One of the best ways to remove spyware on an iPhone is to use antivirus software that includes a spyware removal tool. For example, Avast One has a free anti-spyware and scanner removal tool. A paid alternative would be TotalAV Antivirus which again offers protection from spyware on iOS.

While you can use antivirus software to detect and remove spyware on iPhone, that’s not the only way to go about it.


Norton Antivirus is offering a fully-featured risk-free 60-day trial if you sign up at this page. This means you can use the Antivirus rated #1 by Comparitech with no restrictions for 2 months.

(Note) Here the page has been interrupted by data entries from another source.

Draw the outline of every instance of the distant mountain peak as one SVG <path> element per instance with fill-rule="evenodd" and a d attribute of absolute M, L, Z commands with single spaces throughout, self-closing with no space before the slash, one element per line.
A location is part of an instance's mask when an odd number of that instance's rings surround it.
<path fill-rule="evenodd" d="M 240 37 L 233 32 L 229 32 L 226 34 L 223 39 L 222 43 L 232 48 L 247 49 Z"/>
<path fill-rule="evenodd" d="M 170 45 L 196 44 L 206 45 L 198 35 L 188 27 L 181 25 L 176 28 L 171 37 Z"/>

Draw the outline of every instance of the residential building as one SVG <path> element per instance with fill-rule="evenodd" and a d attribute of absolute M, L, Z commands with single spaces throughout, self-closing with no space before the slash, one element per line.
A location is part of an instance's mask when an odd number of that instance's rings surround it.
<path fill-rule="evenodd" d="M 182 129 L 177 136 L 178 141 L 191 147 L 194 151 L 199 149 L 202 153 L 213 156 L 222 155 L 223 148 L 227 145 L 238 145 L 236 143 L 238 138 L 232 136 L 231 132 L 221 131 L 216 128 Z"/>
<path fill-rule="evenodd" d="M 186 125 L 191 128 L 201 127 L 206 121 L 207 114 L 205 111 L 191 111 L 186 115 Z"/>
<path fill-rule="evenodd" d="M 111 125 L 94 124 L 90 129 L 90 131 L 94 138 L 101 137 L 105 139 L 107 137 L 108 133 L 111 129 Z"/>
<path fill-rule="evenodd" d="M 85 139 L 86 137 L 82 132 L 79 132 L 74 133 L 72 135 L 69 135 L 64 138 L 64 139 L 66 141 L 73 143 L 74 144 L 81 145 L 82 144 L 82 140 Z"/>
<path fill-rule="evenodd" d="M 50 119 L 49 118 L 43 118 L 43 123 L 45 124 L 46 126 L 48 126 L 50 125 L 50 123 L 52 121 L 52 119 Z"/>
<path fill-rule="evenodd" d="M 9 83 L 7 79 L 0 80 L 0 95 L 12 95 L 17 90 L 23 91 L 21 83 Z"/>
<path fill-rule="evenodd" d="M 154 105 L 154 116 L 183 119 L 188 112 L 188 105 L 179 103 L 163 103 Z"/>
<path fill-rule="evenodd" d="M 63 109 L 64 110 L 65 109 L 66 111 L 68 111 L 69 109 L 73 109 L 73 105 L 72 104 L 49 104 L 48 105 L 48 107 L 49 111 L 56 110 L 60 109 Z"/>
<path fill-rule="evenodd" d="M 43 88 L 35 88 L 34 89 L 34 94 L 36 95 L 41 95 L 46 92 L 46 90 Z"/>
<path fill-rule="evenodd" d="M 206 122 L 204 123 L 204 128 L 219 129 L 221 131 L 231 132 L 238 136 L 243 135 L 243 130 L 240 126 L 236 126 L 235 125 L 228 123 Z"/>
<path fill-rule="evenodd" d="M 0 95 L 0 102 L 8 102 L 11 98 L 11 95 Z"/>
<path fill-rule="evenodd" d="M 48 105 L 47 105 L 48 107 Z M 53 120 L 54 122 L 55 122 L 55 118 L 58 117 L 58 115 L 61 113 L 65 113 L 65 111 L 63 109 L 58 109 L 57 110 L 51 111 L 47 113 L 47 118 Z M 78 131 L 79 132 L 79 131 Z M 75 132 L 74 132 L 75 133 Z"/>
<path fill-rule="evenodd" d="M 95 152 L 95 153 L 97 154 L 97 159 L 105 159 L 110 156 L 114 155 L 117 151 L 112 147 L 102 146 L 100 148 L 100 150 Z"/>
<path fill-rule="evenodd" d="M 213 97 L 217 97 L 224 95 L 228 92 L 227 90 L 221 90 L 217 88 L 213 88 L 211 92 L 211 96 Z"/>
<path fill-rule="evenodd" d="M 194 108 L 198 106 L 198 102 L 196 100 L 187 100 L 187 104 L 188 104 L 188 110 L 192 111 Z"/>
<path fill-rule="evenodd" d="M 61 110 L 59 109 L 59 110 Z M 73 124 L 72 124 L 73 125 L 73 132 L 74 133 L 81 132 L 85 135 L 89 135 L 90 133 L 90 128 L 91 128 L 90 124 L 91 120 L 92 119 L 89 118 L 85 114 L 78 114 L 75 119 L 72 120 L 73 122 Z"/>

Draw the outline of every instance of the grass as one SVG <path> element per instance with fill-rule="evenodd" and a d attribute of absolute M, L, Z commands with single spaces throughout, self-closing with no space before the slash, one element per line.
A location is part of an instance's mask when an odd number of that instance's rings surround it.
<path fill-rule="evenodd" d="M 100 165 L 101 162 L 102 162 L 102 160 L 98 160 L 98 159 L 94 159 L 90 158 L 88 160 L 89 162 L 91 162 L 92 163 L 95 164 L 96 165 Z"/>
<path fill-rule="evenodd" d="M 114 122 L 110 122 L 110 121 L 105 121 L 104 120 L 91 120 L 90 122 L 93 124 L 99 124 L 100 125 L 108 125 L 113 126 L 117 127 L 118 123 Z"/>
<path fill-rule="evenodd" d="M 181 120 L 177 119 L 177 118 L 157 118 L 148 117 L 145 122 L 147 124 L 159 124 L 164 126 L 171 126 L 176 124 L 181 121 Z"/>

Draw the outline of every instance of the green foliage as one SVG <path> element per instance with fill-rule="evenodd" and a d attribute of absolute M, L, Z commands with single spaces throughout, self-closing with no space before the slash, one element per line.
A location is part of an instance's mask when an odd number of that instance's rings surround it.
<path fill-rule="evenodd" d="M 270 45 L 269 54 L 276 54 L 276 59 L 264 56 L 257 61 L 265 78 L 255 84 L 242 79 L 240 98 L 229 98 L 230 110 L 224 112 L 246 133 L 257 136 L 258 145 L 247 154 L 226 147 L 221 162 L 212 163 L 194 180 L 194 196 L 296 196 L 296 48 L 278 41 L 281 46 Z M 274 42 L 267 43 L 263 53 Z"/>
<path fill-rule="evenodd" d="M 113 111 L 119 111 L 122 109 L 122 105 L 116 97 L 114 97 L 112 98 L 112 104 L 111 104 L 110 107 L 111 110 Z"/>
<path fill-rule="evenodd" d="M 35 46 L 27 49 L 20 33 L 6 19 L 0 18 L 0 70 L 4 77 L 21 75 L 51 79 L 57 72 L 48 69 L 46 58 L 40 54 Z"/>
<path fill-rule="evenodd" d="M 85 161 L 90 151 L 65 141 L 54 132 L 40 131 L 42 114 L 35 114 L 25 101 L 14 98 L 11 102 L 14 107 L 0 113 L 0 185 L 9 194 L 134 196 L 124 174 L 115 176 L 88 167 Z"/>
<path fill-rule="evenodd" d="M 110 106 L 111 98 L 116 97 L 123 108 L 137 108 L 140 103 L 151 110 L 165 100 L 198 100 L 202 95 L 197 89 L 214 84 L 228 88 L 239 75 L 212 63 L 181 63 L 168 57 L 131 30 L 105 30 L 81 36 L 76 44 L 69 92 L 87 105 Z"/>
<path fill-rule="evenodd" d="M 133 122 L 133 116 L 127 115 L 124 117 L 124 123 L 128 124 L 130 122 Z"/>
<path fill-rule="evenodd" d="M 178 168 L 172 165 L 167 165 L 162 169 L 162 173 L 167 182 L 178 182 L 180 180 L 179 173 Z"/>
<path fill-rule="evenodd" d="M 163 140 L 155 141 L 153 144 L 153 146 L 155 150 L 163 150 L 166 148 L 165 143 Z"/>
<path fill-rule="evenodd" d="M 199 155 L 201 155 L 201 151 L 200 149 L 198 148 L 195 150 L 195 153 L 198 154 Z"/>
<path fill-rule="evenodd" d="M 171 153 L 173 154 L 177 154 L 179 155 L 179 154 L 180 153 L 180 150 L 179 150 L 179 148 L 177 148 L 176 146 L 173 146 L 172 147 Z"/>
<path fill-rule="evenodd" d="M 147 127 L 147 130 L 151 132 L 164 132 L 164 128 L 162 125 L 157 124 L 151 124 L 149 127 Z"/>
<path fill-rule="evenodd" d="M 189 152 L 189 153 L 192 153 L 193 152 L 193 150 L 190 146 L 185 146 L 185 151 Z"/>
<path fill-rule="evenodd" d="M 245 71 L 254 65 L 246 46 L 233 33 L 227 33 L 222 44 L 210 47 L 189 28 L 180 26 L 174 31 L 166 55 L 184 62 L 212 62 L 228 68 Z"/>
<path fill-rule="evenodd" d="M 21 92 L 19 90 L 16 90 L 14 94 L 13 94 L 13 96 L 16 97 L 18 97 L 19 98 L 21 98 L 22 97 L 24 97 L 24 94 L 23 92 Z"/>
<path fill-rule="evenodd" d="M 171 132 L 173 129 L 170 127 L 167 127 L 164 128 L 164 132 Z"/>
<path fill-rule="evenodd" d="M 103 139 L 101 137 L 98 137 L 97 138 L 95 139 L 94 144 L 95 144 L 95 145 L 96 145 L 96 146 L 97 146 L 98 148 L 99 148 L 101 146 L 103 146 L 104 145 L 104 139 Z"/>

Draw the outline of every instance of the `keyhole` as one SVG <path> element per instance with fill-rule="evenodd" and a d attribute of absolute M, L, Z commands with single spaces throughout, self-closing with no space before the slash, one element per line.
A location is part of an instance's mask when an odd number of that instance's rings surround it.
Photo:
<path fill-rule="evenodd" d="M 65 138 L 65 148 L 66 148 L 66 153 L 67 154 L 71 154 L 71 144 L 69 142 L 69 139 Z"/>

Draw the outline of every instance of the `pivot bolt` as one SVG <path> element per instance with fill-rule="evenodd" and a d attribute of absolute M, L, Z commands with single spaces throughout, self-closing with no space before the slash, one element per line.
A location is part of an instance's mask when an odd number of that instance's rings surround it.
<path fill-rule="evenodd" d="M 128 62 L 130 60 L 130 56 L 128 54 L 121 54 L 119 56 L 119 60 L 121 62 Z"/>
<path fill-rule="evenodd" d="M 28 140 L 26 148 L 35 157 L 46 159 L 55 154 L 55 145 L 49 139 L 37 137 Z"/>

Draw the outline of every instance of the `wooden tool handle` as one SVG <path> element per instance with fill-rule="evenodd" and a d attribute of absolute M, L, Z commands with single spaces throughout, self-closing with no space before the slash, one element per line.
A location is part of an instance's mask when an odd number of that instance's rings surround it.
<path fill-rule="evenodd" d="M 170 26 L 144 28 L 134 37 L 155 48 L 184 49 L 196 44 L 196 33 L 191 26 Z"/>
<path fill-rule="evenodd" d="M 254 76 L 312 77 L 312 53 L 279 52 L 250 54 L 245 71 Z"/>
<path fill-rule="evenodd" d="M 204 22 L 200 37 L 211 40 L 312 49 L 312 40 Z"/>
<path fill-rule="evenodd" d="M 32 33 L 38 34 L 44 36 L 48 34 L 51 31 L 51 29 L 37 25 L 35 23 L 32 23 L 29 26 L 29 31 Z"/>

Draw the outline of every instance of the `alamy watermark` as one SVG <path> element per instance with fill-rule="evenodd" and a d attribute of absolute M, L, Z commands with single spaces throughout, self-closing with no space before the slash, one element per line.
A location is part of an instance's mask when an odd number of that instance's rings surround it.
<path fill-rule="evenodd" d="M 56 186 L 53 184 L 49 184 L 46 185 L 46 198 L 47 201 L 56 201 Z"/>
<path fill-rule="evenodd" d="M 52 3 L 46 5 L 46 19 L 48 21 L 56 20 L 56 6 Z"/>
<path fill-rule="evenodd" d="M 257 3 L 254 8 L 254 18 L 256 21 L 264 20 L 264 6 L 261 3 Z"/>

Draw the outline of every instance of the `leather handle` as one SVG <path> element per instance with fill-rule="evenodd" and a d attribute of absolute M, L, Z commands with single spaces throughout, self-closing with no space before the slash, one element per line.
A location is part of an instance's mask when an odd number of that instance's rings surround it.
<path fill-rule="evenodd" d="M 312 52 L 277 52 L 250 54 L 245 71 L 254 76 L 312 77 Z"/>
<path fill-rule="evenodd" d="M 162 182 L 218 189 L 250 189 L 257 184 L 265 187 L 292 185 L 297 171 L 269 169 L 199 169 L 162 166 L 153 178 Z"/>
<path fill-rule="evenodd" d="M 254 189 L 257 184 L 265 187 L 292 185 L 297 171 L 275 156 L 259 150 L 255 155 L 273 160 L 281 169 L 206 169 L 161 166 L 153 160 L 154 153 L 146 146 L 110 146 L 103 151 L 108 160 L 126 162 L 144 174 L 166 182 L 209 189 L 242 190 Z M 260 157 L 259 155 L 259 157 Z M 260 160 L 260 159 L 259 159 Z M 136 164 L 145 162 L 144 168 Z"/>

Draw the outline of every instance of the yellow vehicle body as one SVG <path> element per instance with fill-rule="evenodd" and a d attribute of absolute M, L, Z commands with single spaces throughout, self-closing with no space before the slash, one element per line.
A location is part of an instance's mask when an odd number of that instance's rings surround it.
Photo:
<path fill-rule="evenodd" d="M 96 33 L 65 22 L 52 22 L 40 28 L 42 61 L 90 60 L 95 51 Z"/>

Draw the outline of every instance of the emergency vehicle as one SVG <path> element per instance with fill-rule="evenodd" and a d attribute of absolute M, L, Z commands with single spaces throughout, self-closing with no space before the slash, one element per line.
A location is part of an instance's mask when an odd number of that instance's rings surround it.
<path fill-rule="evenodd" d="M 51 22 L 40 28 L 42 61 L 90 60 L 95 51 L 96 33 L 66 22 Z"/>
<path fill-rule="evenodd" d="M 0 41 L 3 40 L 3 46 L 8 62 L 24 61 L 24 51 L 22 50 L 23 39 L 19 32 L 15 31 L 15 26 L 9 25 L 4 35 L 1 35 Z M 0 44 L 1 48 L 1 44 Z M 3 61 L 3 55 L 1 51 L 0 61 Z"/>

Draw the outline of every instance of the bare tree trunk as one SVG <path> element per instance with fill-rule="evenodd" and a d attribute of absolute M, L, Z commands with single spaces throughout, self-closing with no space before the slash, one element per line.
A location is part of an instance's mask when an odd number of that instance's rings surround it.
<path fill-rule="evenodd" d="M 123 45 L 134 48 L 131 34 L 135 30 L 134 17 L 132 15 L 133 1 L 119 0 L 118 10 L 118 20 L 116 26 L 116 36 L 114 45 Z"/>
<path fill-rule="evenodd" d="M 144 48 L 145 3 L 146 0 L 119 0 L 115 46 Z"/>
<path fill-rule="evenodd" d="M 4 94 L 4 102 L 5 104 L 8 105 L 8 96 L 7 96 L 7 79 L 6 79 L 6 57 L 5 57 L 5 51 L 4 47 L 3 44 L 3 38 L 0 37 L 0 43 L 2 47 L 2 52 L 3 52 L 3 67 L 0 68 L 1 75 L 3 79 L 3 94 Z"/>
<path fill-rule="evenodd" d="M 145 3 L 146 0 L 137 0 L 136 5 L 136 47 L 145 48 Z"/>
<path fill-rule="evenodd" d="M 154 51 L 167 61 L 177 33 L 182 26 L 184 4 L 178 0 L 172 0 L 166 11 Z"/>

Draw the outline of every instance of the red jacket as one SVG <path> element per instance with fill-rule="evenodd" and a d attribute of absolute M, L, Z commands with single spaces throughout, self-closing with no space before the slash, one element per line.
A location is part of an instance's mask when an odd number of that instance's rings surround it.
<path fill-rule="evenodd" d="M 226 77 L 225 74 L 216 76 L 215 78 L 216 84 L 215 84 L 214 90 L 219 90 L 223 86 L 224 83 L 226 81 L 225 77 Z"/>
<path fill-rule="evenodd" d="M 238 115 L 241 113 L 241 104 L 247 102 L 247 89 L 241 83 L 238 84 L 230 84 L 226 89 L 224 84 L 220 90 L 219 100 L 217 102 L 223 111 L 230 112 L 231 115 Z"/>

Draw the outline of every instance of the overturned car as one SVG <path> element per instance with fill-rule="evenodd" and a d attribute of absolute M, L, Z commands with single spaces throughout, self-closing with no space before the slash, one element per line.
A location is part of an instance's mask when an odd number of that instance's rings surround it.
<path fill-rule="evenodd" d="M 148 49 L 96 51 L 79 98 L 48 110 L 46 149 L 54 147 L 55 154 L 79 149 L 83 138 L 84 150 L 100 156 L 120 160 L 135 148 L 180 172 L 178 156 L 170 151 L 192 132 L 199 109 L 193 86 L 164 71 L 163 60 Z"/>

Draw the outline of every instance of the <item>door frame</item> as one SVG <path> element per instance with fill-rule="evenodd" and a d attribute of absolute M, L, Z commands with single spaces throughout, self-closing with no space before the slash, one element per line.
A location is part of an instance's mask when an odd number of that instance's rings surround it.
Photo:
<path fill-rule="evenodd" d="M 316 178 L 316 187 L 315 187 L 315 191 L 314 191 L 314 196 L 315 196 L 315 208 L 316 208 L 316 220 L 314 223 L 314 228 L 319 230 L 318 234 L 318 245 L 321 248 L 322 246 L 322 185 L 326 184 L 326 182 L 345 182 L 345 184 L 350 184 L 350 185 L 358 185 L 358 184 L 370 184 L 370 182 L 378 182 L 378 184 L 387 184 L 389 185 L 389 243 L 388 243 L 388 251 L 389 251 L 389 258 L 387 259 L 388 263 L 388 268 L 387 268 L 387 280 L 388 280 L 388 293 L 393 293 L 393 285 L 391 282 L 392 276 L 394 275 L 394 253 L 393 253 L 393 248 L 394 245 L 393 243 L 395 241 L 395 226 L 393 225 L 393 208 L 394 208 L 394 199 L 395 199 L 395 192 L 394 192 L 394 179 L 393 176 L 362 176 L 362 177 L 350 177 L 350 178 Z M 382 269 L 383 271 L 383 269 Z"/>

There are no hidden termsjust contact support within 60 days if you decide Norton Antivirus isn't right for you and you'll get a full refund. Start your Norton trial here.

Update your software

Failing to keep software and apps updated is a common cause of security issues on iPhone. Hackers are constantly looking to exploit vulnerabilities which are ultimately fixed by Apple through security updates (patches). However, if you don’t update to the newest version of iOS or the latest version of an app, then your device can still be at risk.

Here’s how to update to the latest iOS on iPhone:

  1. Start by clicking on the Settings app icon.
  2. Scroll down and select General > Software Update.
  3. If there’s a new software update, you’ll now see its details.
  4. Tap on Download and Install and then agree to the Terms and Conditions.
  5. Enter your password to start the download and install process.

Keeping apps updated can also prevent security issues such as spyware from taking over your iPhone.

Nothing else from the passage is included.